Roland (who was not a big man), put his back against the back of the station wagon and pushed with all his might. It must have been desperation that did it because soon the car began to move and he managed to push car and trailer to the side of the road.

“We’ll have to unhook the trailer so we can push the car and get it started,” said he.

I didn’t argue. By now the children were awake. I lifted Sandy up and took Les by the hand as we headed back to the trailer where I put them in their beds. Back outside Roland had unloaded the water tank (the one that saved us from vapor lock), and put it by the side of the trailer. He had the jack out and was jacking up the trailer so we could lift it off the hitch. We put wood blocks under the trailer hitch to rest the trailer on.
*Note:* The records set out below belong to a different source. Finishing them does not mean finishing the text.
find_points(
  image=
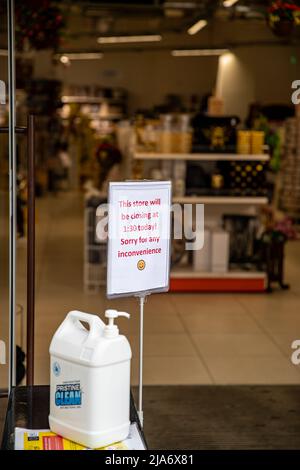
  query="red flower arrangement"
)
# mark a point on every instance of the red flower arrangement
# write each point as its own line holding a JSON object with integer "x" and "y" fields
{"x": 283, "y": 16}
{"x": 39, "y": 23}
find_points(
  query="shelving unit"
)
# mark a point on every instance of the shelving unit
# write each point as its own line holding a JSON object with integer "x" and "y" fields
{"x": 188, "y": 280}
{"x": 205, "y": 157}
{"x": 185, "y": 280}
{"x": 89, "y": 100}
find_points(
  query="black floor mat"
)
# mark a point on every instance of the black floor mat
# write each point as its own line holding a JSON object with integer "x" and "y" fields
{"x": 222, "y": 417}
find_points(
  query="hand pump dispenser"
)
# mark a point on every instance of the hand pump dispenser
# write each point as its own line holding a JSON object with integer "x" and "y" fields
{"x": 90, "y": 380}
{"x": 111, "y": 330}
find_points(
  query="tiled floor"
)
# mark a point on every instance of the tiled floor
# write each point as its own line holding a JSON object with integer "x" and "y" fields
{"x": 189, "y": 338}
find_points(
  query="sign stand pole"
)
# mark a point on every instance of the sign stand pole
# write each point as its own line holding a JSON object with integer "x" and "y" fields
{"x": 140, "y": 405}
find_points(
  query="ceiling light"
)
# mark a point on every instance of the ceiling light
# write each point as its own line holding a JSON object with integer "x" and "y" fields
{"x": 198, "y": 52}
{"x": 128, "y": 39}
{"x": 65, "y": 58}
{"x": 197, "y": 26}
{"x": 229, "y": 3}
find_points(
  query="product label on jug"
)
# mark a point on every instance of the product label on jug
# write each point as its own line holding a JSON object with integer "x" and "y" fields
{"x": 68, "y": 395}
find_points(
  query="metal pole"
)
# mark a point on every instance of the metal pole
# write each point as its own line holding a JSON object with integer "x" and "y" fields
{"x": 12, "y": 194}
{"x": 140, "y": 406}
{"x": 30, "y": 250}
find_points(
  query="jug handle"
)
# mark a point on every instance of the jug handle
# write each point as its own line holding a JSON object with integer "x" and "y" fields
{"x": 93, "y": 321}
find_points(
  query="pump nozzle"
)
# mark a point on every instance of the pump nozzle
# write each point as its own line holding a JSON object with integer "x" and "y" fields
{"x": 111, "y": 330}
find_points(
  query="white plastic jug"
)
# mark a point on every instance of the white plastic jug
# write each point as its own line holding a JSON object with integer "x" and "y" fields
{"x": 90, "y": 380}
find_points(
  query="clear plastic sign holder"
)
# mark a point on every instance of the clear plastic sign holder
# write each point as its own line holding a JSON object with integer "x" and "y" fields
{"x": 159, "y": 265}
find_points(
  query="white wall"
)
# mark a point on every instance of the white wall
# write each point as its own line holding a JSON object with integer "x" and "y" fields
{"x": 252, "y": 74}
{"x": 261, "y": 74}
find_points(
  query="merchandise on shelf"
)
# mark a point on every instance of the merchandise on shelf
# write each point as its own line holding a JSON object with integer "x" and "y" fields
{"x": 290, "y": 188}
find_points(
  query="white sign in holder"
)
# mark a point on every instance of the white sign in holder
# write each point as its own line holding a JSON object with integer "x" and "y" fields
{"x": 139, "y": 232}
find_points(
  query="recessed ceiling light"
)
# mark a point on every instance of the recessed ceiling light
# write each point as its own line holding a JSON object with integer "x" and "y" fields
{"x": 198, "y": 52}
{"x": 66, "y": 58}
{"x": 229, "y": 3}
{"x": 197, "y": 27}
{"x": 129, "y": 39}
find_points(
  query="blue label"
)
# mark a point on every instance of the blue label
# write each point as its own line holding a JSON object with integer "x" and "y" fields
{"x": 68, "y": 395}
{"x": 56, "y": 369}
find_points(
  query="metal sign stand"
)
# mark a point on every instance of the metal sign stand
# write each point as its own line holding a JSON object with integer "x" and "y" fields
{"x": 142, "y": 298}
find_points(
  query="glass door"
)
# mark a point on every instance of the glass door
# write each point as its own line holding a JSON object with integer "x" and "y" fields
{"x": 7, "y": 198}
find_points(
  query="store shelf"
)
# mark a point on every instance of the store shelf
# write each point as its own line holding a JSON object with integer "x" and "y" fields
{"x": 206, "y": 157}
{"x": 238, "y": 200}
{"x": 89, "y": 100}
{"x": 232, "y": 281}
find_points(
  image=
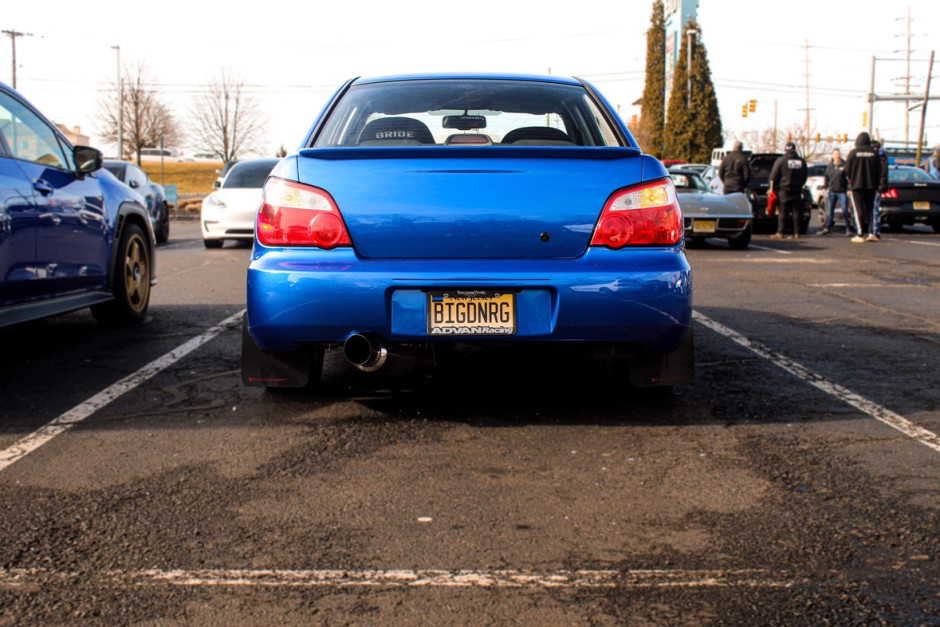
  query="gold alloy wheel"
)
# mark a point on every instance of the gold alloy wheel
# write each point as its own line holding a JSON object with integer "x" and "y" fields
{"x": 137, "y": 274}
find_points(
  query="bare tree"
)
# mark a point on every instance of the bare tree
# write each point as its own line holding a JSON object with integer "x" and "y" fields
{"x": 147, "y": 119}
{"x": 227, "y": 121}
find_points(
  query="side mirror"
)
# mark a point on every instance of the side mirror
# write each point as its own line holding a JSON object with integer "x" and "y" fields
{"x": 86, "y": 159}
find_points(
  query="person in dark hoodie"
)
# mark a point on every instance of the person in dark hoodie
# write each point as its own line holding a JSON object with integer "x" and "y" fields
{"x": 787, "y": 178}
{"x": 866, "y": 177}
{"x": 835, "y": 182}
{"x": 734, "y": 170}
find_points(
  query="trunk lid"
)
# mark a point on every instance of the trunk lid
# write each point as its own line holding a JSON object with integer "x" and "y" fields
{"x": 530, "y": 204}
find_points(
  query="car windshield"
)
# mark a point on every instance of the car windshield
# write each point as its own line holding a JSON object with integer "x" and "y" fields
{"x": 471, "y": 112}
{"x": 908, "y": 175}
{"x": 249, "y": 173}
{"x": 816, "y": 170}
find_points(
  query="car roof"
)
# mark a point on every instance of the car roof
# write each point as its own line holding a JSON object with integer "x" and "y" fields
{"x": 467, "y": 76}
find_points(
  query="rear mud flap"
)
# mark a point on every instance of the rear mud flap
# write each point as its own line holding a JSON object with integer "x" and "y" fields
{"x": 665, "y": 369}
{"x": 275, "y": 369}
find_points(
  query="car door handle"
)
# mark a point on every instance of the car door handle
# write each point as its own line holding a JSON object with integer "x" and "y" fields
{"x": 42, "y": 187}
{"x": 51, "y": 217}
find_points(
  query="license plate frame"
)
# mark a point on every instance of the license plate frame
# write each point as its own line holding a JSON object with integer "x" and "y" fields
{"x": 471, "y": 313}
{"x": 704, "y": 226}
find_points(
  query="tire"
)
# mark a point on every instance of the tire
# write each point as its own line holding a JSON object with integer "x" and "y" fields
{"x": 163, "y": 226}
{"x": 742, "y": 241}
{"x": 131, "y": 281}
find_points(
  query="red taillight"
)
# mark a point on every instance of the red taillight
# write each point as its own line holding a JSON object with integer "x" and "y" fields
{"x": 647, "y": 214}
{"x": 293, "y": 214}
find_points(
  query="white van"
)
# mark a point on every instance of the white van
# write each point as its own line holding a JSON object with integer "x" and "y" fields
{"x": 167, "y": 154}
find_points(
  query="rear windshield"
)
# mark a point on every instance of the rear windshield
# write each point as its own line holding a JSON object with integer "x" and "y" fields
{"x": 761, "y": 166}
{"x": 909, "y": 175}
{"x": 473, "y": 112}
{"x": 249, "y": 174}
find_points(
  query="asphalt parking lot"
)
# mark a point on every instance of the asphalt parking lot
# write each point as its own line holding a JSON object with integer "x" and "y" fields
{"x": 795, "y": 481}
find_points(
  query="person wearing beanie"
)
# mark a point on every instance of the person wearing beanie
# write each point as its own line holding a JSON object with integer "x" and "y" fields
{"x": 734, "y": 171}
{"x": 863, "y": 166}
{"x": 787, "y": 178}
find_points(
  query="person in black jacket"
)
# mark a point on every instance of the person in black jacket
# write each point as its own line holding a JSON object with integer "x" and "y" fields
{"x": 787, "y": 178}
{"x": 882, "y": 188}
{"x": 734, "y": 171}
{"x": 836, "y": 183}
{"x": 865, "y": 178}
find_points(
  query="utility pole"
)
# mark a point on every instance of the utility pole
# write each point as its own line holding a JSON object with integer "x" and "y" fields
{"x": 13, "y": 34}
{"x": 907, "y": 82}
{"x": 775, "y": 127}
{"x": 690, "y": 34}
{"x": 806, "y": 61}
{"x": 923, "y": 110}
{"x": 120, "y": 106}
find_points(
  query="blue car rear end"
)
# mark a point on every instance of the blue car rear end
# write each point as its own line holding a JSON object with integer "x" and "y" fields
{"x": 379, "y": 237}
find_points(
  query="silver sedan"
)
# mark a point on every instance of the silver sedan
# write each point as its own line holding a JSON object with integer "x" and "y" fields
{"x": 709, "y": 214}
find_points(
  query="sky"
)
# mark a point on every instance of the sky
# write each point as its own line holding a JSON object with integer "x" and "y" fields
{"x": 293, "y": 55}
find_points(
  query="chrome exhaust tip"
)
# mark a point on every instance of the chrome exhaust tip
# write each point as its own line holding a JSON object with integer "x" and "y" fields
{"x": 366, "y": 352}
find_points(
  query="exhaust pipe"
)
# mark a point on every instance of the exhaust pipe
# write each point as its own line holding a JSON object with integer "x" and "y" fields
{"x": 366, "y": 352}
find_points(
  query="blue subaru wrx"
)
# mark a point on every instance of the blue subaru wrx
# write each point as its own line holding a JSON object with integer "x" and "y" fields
{"x": 71, "y": 235}
{"x": 427, "y": 213}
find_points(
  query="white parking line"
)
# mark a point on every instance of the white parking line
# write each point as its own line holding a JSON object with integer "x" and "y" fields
{"x": 874, "y": 410}
{"x": 578, "y": 579}
{"x": 77, "y": 414}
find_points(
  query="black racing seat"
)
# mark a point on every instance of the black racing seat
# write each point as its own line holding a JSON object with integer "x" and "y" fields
{"x": 395, "y": 131}
{"x": 538, "y": 136}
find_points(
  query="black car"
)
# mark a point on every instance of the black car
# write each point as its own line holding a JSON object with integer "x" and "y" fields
{"x": 761, "y": 165}
{"x": 153, "y": 194}
{"x": 913, "y": 196}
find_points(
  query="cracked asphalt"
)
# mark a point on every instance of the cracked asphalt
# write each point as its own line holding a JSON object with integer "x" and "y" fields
{"x": 504, "y": 489}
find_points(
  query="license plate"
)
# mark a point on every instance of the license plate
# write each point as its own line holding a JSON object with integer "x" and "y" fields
{"x": 471, "y": 312}
{"x": 703, "y": 226}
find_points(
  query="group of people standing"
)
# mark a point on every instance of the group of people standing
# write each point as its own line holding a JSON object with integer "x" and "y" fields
{"x": 856, "y": 183}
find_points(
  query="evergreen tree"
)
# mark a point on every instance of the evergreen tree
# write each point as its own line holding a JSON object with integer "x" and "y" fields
{"x": 693, "y": 125}
{"x": 653, "y": 105}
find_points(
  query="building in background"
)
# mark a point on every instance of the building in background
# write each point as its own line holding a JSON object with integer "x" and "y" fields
{"x": 75, "y": 135}
{"x": 678, "y": 12}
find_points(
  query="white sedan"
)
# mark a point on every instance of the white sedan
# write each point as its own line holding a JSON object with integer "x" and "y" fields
{"x": 229, "y": 212}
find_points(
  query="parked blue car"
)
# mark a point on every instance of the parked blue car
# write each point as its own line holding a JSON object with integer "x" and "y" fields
{"x": 71, "y": 235}
{"x": 424, "y": 213}
{"x": 154, "y": 196}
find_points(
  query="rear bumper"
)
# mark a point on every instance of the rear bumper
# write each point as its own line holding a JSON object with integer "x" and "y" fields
{"x": 724, "y": 226}
{"x": 905, "y": 213}
{"x": 641, "y": 297}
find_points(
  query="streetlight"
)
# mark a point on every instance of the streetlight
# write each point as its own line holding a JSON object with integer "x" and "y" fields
{"x": 13, "y": 34}
{"x": 688, "y": 71}
{"x": 120, "y": 106}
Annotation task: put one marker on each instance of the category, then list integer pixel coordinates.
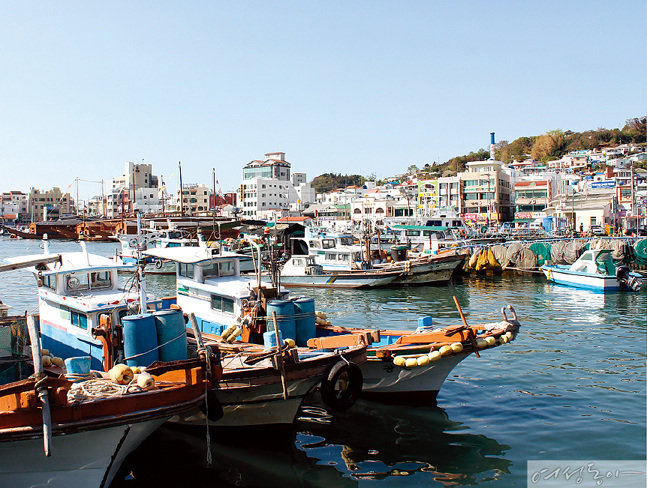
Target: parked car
(597, 230)
(641, 231)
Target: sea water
(570, 387)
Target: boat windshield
(605, 265)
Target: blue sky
(345, 87)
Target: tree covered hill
(546, 147)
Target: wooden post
(41, 389)
(279, 357)
(470, 333)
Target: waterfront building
(449, 193)
(268, 190)
(14, 206)
(194, 199)
(49, 204)
(487, 192)
(135, 189)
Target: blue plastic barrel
(269, 339)
(78, 365)
(284, 317)
(304, 319)
(424, 324)
(140, 336)
(170, 327)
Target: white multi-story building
(128, 191)
(269, 190)
(195, 199)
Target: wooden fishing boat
(302, 271)
(254, 390)
(594, 270)
(85, 428)
(263, 382)
(405, 366)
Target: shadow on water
(409, 447)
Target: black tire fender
(349, 377)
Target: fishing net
(526, 259)
(640, 253)
(557, 252)
(574, 250)
(542, 251)
(500, 254)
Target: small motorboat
(59, 431)
(410, 367)
(594, 270)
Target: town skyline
(368, 85)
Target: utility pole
(214, 190)
(179, 163)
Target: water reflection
(422, 444)
(370, 441)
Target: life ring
(342, 386)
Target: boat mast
(140, 266)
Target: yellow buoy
(121, 374)
(411, 362)
(145, 381)
(434, 356)
(423, 360)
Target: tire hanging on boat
(342, 386)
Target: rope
(99, 388)
(179, 336)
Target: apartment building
(54, 202)
(486, 192)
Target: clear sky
(339, 86)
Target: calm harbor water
(570, 387)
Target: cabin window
(49, 281)
(186, 270)
(222, 304)
(227, 269)
(79, 320)
(77, 282)
(100, 279)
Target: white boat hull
(246, 405)
(84, 459)
(384, 379)
(580, 279)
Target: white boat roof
(71, 261)
(191, 255)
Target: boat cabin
(595, 261)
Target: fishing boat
(154, 239)
(264, 380)
(302, 271)
(421, 270)
(594, 270)
(410, 367)
(59, 432)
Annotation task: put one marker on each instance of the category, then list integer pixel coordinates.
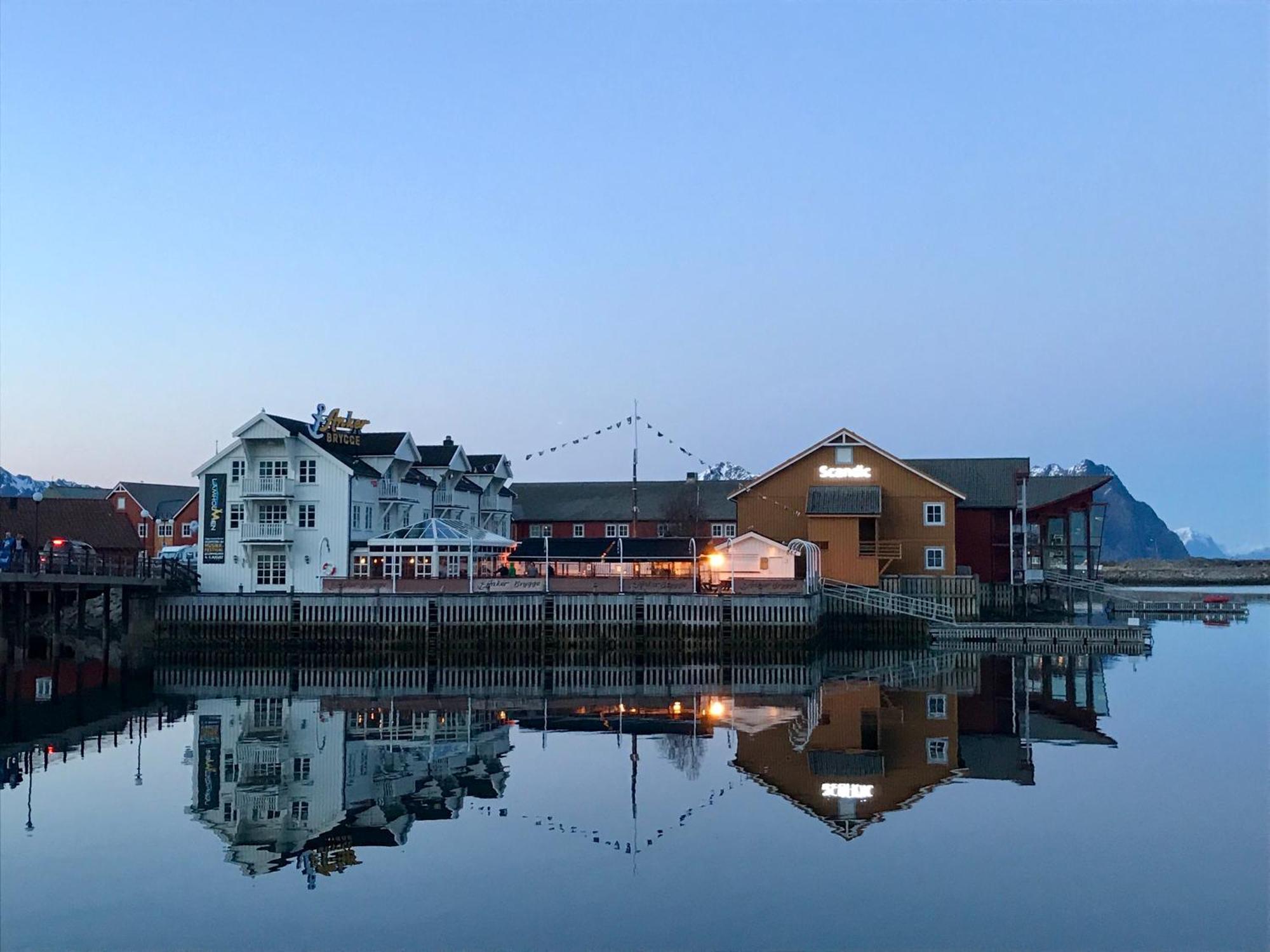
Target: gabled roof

He was so stressed and angry that they may not have been lined up. Finally it was high enough and he lifted the trailer off the car hitch. For a moment it hung on the blocks and then crashed down, hitting the water tank as it fell. Instantly the big plexiglas window in the front of the trailer popped out and fell, landing in Roland’s arms. The air was BLUE.

Now we could push the car which we did, me in the back and Roland steering and running beside the driver’s door. Up the road we went until I said,

“Roland we’ll have to push it back because we can’t leave the children.”

Back we went to the trailer. It didn’t start so we tried again. The third trip back and forth the car finally started. Roland took off down the road to find a junk yard where he could buy a shackle. When the trailer scraped along the road it wore out the shackle on one side. The shackles on each side hold on the axle and therefore the wheels. It was now about three in the morning. Not so many places would be open.

I climbed back in the trailer with the children to wait.